Wir haben die Bauern wieder. Seit dem vergangenem Montag bringt Inka Bause auf RTL wieder die Bauern an die Frau oder mittlerweile auch an den Mann. Faszinierend gruselig. Genau wie die sonntägliche Sendung "Schwiegertochter gesucht". Beide Formate leben vom "Fremdschämen". Wartet der Zuschauer bei "Bauer sucht Frau" förmlich darauf, dass die - nennen wir sie mal Elli aus Hamburg - in den Kuhmist fällt, ist der Peinlichkeitsfaktor am Sonntag noch um einiges höher. Hier werden die heiratswilligen Junggesellen und Jungmänner regelrecht vorgeführt. Trottelige Männer werden von ebenso peinlichen Damen verführt. Vera Int Veen tut dann noch das Ihrige dazu.

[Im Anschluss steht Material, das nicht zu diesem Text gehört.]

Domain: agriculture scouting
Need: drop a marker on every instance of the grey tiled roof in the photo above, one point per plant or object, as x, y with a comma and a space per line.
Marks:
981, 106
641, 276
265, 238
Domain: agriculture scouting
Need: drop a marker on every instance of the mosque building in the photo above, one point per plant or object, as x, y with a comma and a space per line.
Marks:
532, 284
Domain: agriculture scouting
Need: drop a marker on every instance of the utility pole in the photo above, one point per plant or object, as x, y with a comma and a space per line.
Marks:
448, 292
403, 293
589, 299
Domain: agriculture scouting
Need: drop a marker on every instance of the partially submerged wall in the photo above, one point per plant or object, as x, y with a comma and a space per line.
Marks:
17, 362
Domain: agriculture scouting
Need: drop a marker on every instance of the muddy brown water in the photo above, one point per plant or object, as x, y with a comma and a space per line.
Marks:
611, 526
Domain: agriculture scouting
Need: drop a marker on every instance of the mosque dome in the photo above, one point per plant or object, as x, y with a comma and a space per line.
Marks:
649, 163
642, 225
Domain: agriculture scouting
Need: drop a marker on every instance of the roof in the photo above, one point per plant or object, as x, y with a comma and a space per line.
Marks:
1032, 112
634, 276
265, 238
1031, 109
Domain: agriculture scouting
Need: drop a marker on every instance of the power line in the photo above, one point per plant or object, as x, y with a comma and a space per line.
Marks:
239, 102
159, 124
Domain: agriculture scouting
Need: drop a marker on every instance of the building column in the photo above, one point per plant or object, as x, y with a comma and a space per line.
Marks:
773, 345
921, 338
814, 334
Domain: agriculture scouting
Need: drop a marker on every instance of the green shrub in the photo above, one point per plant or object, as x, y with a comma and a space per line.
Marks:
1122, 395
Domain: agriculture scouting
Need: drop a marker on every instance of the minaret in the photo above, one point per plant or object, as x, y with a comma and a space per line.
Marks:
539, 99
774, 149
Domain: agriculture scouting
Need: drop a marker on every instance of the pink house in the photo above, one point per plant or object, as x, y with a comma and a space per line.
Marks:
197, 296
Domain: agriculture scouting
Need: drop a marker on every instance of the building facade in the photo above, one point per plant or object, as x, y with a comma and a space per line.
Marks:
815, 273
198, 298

Und dennoch verhält es sich so wie mit dem Verkehrsunfall, der den Vorbeifahrenden anwidert - hingeschaut wird aber trotzdem. Deshalb sind die Quoten für diese Formate so gut (Bauer sucht Frau: 7,98 Millionen = 25,7 Prozent, Schwiegertochter um die 5 Millionen). Der TV-Zuschauer ergötzt sich an den Männern, die sich zum Löffel machen, an den Josefs und Narumols, die via RTL ihr Liebesleben (nennt man es so?) zur Schau stellen.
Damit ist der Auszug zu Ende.